CN115270120A

CN115270120A - Malicious URL blocking method

Info

Publication number: CN115270120A
Application number: CN202210746821.4A
Authority: CN
Inventors: 张广兴; 姜海洋; 景阳; 梁帅; 夏可强; 涂楚; 何旭
Original assignee: Jiangsu Future Networks Innovation Institute
Current assignee: Jiangsu Future Networks Innovation Institute
Priority date: 2022-06-28
Filing date: 2022-06-28
Publication date: 2022-11-01

Abstract

The invention provides a malicious URL blocking method which is characterized by comprising the following specific steps: s1, extracting character strings of a plurality of bytes from each URL in a malicious URL library as features to make a URL feature character string set; s2, making a complement of the URL characteristic character string set; s3, saving a complementary set of the URL feature set by using a hash table, inquiring the hash table before inquiring the malicious URL library, and quickly passing through non-malicious URLs; s4, if no URL in the matching exists in the step S3, the whole malicious URL library is required to be searched; the malicious URL blocking method can rapidly release most of non-malicious URLs, reduce the total URL amount checked by entering a malicious URL library of consumption performance, and avoid performance loss caused by checking a large number of non-malicious URLs.

Description

Malicious URL blocking method

Technical Field

The invention relates to the field of data communication, in particular to a malicious URL blocking method.

Background

With the rapid development of internet technology, people are more and more widely using the internet in work and life. The maintenance of network security, the provision of a secure network environment for network users, is an important issue to be considered by network operation and maintenance personnel and security equipment manufacturers. Network security is a big topic, and relates to many fields, but what influences the experience of surfing the internet most is the problem of website access. For example, when browsing a web page or downloading a resource, some advertisement pages, unknown network links, etc. are often popped up, and sometimes a certain link is inadvertently clicked, which may cause a network user to download and install some plug-ins, leave various history records containing bad information, etc. under an unknown condition, and even cause serious failures such as system paralysis, etc. for the network user. This is the effect of the user accessing a malicious URL (Uniform Resource Locator). URL format: scheme:// Domain-name: port/Path-to-resources # Anchor. For example http:// www.example.com:80/path/to/myfile. Htmlkey1= value1& key2= value2# somewhhe reInTheDocument.

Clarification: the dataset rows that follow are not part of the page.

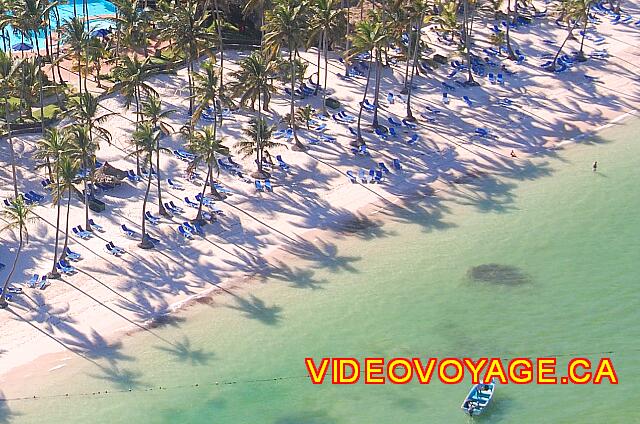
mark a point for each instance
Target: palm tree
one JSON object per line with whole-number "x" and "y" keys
{"x": 327, "y": 17}
{"x": 17, "y": 215}
{"x": 467, "y": 26}
{"x": 83, "y": 149}
{"x": 28, "y": 18}
{"x": 206, "y": 148}
{"x": 257, "y": 139}
{"x": 8, "y": 71}
{"x": 286, "y": 26}
{"x": 67, "y": 170}
{"x": 152, "y": 112}
{"x": 187, "y": 27}
{"x": 253, "y": 81}
{"x": 419, "y": 8}
{"x": 145, "y": 140}
{"x": 581, "y": 9}
{"x": 205, "y": 90}
{"x": 74, "y": 35}
{"x": 132, "y": 74}
{"x": 512, "y": 55}
{"x": 368, "y": 38}
{"x": 54, "y": 145}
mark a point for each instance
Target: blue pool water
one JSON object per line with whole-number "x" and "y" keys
{"x": 96, "y": 8}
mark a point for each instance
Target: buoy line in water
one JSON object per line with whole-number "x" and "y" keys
{"x": 251, "y": 381}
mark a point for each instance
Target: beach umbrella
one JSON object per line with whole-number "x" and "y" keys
{"x": 22, "y": 47}
{"x": 100, "y": 33}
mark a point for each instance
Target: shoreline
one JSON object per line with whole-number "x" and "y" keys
{"x": 52, "y": 361}
{"x": 342, "y": 197}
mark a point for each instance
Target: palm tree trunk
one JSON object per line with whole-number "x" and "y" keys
{"x": 54, "y": 272}
{"x": 220, "y": 41}
{"x": 13, "y": 153}
{"x": 555, "y": 58}
{"x": 297, "y": 145}
{"x": 161, "y": 209}
{"x": 315, "y": 92}
{"x": 346, "y": 41}
{"x": 512, "y": 55}
{"x": 145, "y": 243}
{"x": 66, "y": 232}
{"x": 467, "y": 41}
{"x": 376, "y": 92}
{"x": 326, "y": 73}
{"x": 204, "y": 190}
{"x": 413, "y": 69}
{"x": 581, "y": 56}
{"x": 136, "y": 95}
{"x": 359, "y": 141}
{"x": 3, "y": 298}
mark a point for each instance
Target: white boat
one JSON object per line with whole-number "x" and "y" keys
{"x": 478, "y": 398}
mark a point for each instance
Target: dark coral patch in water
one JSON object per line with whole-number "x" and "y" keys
{"x": 499, "y": 274}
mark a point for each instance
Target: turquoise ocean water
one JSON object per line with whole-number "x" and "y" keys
{"x": 531, "y": 265}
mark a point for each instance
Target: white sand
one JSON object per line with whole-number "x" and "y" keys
{"x": 110, "y": 296}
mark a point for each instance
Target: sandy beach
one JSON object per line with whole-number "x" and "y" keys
{"x": 261, "y": 233}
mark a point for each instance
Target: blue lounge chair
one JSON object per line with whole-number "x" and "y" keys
{"x": 65, "y": 268}
{"x": 204, "y": 199}
{"x": 283, "y": 165}
{"x": 111, "y": 250}
{"x": 175, "y": 207}
{"x": 362, "y": 175}
{"x": 174, "y": 185}
{"x": 185, "y": 232}
{"x": 33, "y": 281}
{"x": 81, "y": 233}
{"x": 127, "y": 231}
{"x": 116, "y": 248}
{"x": 380, "y": 133}
{"x": 190, "y": 203}
{"x": 409, "y": 124}
{"x": 369, "y": 107}
{"x": 132, "y": 176}
{"x": 150, "y": 218}
{"x": 73, "y": 256}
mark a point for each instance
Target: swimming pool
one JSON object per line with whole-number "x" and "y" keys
{"x": 66, "y": 11}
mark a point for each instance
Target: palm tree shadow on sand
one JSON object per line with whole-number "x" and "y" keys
{"x": 184, "y": 352}
{"x": 255, "y": 308}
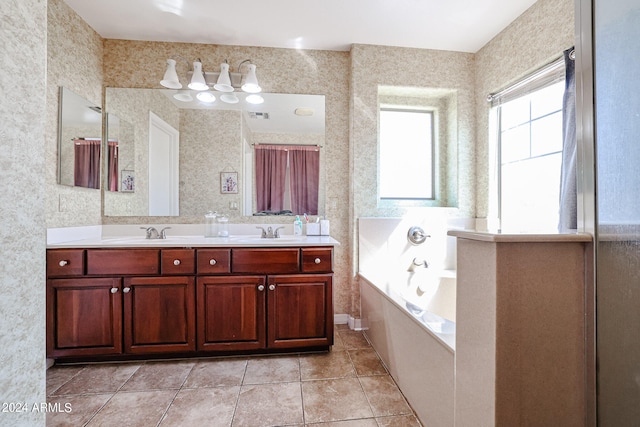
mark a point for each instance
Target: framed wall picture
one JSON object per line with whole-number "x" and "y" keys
{"x": 228, "y": 182}
{"x": 127, "y": 181}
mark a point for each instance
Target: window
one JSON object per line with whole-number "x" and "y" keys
{"x": 406, "y": 154}
{"x": 530, "y": 155}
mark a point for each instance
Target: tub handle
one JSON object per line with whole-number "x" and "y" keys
{"x": 416, "y": 235}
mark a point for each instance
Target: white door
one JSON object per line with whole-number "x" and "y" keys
{"x": 163, "y": 168}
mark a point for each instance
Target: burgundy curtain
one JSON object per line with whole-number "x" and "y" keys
{"x": 305, "y": 177}
{"x": 271, "y": 171}
{"x": 86, "y": 171}
{"x": 112, "y": 172}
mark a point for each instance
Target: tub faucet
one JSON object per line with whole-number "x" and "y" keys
{"x": 418, "y": 263}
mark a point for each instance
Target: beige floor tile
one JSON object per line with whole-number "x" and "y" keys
{"x": 134, "y": 409}
{"x": 272, "y": 369}
{"x": 216, "y": 373}
{"x": 159, "y": 376}
{"x": 367, "y": 362}
{"x": 353, "y": 339}
{"x": 334, "y": 364}
{"x": 211, "y": 407}
{"x": 364, "y": 422}
{"x": 399, "y": 421}
{"x": 262, "y": 405}
{"x": 334, "y": 400}
{"x": 99, "y": 379}
{"x": 384, "y": 396}
{"x": 77, "y": 409}
{"x": 57, "y": 376}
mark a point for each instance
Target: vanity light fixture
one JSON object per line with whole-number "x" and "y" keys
{"x": 197, "y": 78}
{"x": 222, "y": 81}
{"x": 170, "y": 78}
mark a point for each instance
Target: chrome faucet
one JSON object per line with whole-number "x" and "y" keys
{"x": 152, "y": 233}
{"x": 417, "y": 263}
{"x": 269, "y": 233}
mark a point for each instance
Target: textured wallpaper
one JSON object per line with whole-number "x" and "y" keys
{"x": 22, "y": 229}
{"x": 350, "y": 82}
{"x": 536, "y": 38}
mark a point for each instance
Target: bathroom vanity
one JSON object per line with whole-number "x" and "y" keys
{"x": 119, "y": 300}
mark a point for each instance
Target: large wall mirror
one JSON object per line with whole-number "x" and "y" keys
{"x": 79, "y": 141}
{"x": 170, "y": 154}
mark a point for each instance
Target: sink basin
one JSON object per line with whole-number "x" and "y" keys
{"x": 143, "y": 240}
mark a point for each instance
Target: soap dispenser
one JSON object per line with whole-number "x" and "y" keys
{"x": 210, "y": 225}
{"x": 297, "y": 226}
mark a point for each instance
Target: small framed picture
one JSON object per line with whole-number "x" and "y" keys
{"x": 228, "y": 182}
{"x": 127, "y": 181}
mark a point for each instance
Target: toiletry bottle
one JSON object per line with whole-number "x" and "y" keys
{"x": 297, "y": 226}
{"x": 210, "y": 226}
{"x": 223, "y": 226}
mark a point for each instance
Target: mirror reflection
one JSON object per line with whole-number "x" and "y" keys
{"x": 188, "y": 157}
{"x": 79, "y": 141}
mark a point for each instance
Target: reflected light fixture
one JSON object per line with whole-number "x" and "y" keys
{"x": 170, "y": 78}
{"x": 254, "y": 99}
{"x": 206, "y": 96}
{"x": 197, "y": 79}
{"x": 251, "y": 81}
{"x": 183, "y": 95}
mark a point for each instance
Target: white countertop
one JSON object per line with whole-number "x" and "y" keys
{"x": 197, "y": 241}
{"x": 183, "y": 236}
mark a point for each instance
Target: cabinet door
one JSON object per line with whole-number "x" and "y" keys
{"x": 300, "y": 311}
{"x": 231, "y": 313}
{"x": 159, "y": 314}
{"x": 84, "y": 317}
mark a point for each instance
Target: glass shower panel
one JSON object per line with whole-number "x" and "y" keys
{"x": 617, "y": 119}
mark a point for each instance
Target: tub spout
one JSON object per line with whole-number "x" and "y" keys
{"x": 418, "y": 263}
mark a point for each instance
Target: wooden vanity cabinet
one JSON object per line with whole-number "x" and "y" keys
{"x": 231, "y": 313}
{"x": 84, "y": 316}
{"x": 119, "y": 301}
{"x": 300, "y": 311}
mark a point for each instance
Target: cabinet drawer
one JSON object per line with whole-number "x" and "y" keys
{"x": 123, "y": 261}
{"x": 214, "y": 261}
{"x": 317, "y": 260}
{"x": 65, "y": 262}
{"x": 285, "y": 260}
{"x": 178, "y": 261}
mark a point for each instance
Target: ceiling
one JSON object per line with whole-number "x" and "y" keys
{"x": 456, "y": 25}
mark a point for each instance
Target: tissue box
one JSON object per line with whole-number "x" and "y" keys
{"x": 313, "y": 229}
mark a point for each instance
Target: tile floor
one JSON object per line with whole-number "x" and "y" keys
{"x": 348, "y": 386}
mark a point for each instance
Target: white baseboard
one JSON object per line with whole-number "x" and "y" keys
{"x": 345, "y": 319}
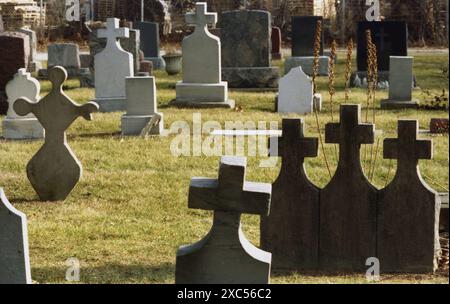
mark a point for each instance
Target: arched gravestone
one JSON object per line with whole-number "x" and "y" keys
{"x": 14, "y": 126}
{"x": 408, "y": 209}
{"x": 348, "y": 202}
{"x": 112, "y": 66}
{"x": 54, "y": 170}
{"x": 291, "y": 231}
{"x": 225, "y": 256}
{"x": 14, "y": 257}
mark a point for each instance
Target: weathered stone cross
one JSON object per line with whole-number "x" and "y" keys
{"x": 350, "y": 133}
{"x": 113, "y": 32}
{"x": 201, "y": 18}
{"x": 407, "y": 148}
{"x": 54, "y": 170}
{"x": 225, "y": 255}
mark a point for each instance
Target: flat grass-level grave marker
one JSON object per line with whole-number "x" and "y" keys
{"x": 348, "y": 202}
{"x": 14, "y": 258}
{"x": 225, "y": 256}
{"x": 408, "y": 220}
{"x": 291, "y": 231}
{"x": 54, "y": 170}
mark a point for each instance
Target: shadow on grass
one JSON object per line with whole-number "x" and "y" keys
{"x": 108, "y": 274}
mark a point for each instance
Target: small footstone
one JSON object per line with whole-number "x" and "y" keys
{"x": 225, "y": 256}
{"x": 141, "y": 107}
{"x": 14, "y": 257}
{"x": 54, "y": 170}
{"x": 408, "y": 209}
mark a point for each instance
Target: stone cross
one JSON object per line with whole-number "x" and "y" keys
{"x": 291, "y": 231}
{"x": 14, "y": 257}
{"x": 408, "y": 209}
{"x": 54, "y": 170}
{"x": 225, "y": 256}
{"x": 348, "y": 202}
{"x": 113, "y": 32}
{"x": 201, "y": 18}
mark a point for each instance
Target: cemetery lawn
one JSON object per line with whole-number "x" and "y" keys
{"x": 128, "y": 215}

Most malicious URLs are pushed by some websites or are accessed by users by mistake without knowing, and some pushed information is spread in the local area network. Therefore, a network administrator may expect the security device to have a function of intercepting a malicious URL. When most of safety devices realize the malicious URL blocking function, the adopted method is as follows: a malicious URL list is maintained in the device, the URL of each HTTP message is inquired, and if the malicious URL in the list is hit, the message is discarded, so that the blocking function is realized. The malicious URL list is maintained by professional technicians and is periodically updated, and then is placed on a designated website and can be taken by developers. Malicious URL libraries are typically on the order of hundreds of thousands, millions, and are also in constant growth. URLs are typically made up of relatively long strings, typically over 100 bytes in average length. The proportion of the HTTP messages in the current network flow is about 30% -40%, most of the HTTP messages are accessed to normal URLs, and only a few requests can access malicious URLs.

In summary, the problems to be faced in implementing malicious URL blocking are: 1) The malicious URL library to be queried is large in size and is continuously increasing; 2) The URL consists of a long character string, and the query comparison is very energy-consuming; 3) In the current network environment, the HTTP request message volume is large, namely the message volume carrying the URL is large, but the message volume carrying the malicious URL is small, and most of the messages are normally accessed URLs.

At present, most of malicious URL blocking functions are realized by the following methods: firstly, extracting a URL from each HTTP request message, and then sending the obtained URL to a malicious URL library for query to see whether the URL is a malicious URL or not. The biggest problem of the general processing method is that the query efficiency is low. Because most of the URLs queried in the malicious URL removal library are non-malicious URLs, only a few URLs are malicious. Therefore, when a query is made for a malicious URL library with a large amount of total and a slow single query, a large amount of non-malicious URL queries consume performance and do useless work.

Disclosure of Invention

The invention aims to provide a malicious URL blocking method, which can rapidly release most of non-malicious URLs, reduce the total URL amount checked by entering a consumption performance malicious URL library and avoid performance loss caused by checking a large number of non-malicious URLs.

It is believed that, in general, most traffic on the internet is benign. Based on this, most benign traffic can be filtered out in advance through a white list mode, so that the benign traffic does not need to enter a time-consuming full-amount malicious URL library for detection. Therefore, the basic idea of the technical scheme of the invention is as follows: since the general malicious URL library searching performance is high, a white list item with high searching efficiency is set firstly, and all URLs to be searched are quickly pre-classified. Through efficient pre-classification matching, a part of benign traffic is filtered, the remaining part is subjected to full-scale malicious URL library matching of consumption performance, namely, URL query operation of most consumption performance is replaced by an efficient white list matching mode, and therefore the effect of performance improvement is achieved.

In order to achieve the purpose, the invention provides the following technical scheme:

a malicious URL blocking method is characterized by comprising the following specific steps:

s1, extracting character strings of a plurality of bytes from each URL in a malicious URL library as features to make a URL feature character string set;

s2, making a complementary set of the URL characteristic character string set;

s3, saving a complementary set of the URL feature set by using a hash table, inquiring the hash table before inquiring the malicious URL library, and quickly releasing the non-malicious URLs;

s4, if no URL in the matching exists in the step S3, the query needs to be carried out on the whole malicious URL library.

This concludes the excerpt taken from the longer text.